Similar a como hacen las vacunas contra ciertas enfermedades, deberíamos plantearnos cómo convertir aquello que hace fuerte a la cotidianidad en una frágil grieta por la cual y desde donde taladrarla; o quizás, siguiendo a Walter Benjamin, habría que convertirlo más bien en un potente freno de mano que pare este tren en pleno descarrilamiento.
Si, como advertía Benjamin, el estado de excepción es en verdad nuestra regla, ¿no habría que promover más bien la verdadera excepción? Es urgente que termine no sólo el confinamiento sanitario, sino también la normalidad de nuestra cotidianidad, a la que nos hemos acostumbrado poco a poco, y que no es mucho menos mortal y asesina que la pandemia.
El mundo seguirá girando después de nuestras cuarentenas. Pero, ¿cómo se moverá? ¿Hacia dónde? Tenemos que seguir eligiendo entre la vida y la muerte, entre la nuda vida y la vida digna. Nos corresponde la tarea de seguir injustificando la injusticia propia de nuestra cotidianidad, tan devastadoramente rota por relaciones de existencia perversas. ¿A qué le estamos apostando, por cierto, para salvar: a la vida o al sistema?
La batalla continúa y va mucho más allá de la consigna “quédate en casa” (aunque, por ahora, la incluye).

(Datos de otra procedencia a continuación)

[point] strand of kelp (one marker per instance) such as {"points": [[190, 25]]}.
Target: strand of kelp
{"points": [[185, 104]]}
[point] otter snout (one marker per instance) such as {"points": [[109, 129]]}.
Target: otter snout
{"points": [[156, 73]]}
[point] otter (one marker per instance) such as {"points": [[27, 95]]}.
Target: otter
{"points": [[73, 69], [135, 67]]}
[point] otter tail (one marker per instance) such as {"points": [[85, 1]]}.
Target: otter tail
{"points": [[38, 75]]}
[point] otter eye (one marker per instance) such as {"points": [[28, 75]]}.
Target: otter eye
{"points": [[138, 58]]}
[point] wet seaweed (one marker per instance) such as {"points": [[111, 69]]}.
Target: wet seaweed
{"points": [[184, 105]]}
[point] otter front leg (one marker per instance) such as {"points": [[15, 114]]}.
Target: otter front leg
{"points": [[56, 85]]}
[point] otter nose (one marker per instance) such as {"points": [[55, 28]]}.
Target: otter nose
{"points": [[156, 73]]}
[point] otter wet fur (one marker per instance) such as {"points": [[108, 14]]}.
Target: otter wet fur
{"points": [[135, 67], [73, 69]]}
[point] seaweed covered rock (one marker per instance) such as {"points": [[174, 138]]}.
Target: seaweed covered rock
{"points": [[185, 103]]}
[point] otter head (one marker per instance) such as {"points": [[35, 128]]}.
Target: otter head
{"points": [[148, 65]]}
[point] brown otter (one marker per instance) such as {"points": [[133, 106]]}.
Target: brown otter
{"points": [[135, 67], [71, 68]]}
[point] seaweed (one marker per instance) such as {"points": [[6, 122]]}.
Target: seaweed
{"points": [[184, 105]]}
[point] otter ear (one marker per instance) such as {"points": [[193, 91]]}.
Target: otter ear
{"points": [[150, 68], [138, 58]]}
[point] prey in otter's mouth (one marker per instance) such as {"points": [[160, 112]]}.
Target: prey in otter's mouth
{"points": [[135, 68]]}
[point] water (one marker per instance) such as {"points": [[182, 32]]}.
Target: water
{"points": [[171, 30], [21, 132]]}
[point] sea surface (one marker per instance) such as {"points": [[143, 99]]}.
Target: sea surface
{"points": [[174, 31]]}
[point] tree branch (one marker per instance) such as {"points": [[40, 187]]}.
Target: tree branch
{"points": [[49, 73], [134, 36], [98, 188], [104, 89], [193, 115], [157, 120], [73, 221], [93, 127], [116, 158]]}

No dejemos de reconocer lo indefinido, no sólo de la cuarentena, sino también del desastre cotidiano -sin que ello signifique, eo ipso, que jamás terminará-. Tampoco dejemos de reconocer que no puede ser el mismo desgarrado y desgarrador sistema que nos enfermó el que nos saque de esto.
Más bien que regresar a la cotidianidad, habría que plantearnos cómo zanjarla, cómo derrumbarla. Pero hagamos nuevamente la pregunta. ¿Cómo regresar, entonces, a la cotidianidad? Nietzscheanamente, respondería yo: a martillazos. Cuando por fin podamos salir de casa y reunirnos nuevamente con otros cuerpos, no lo hagamos solamente con ese frío y frecuentemente exagerado miedo inmunitario al otro que nos hace cubrirnos las manos con guantes de látex para arrojar, desde una sana distancia, un saludo inmaterial. Salgamos del confinamiento sosteniendo un martillo o dos, que «todavía» falta mucho por romper.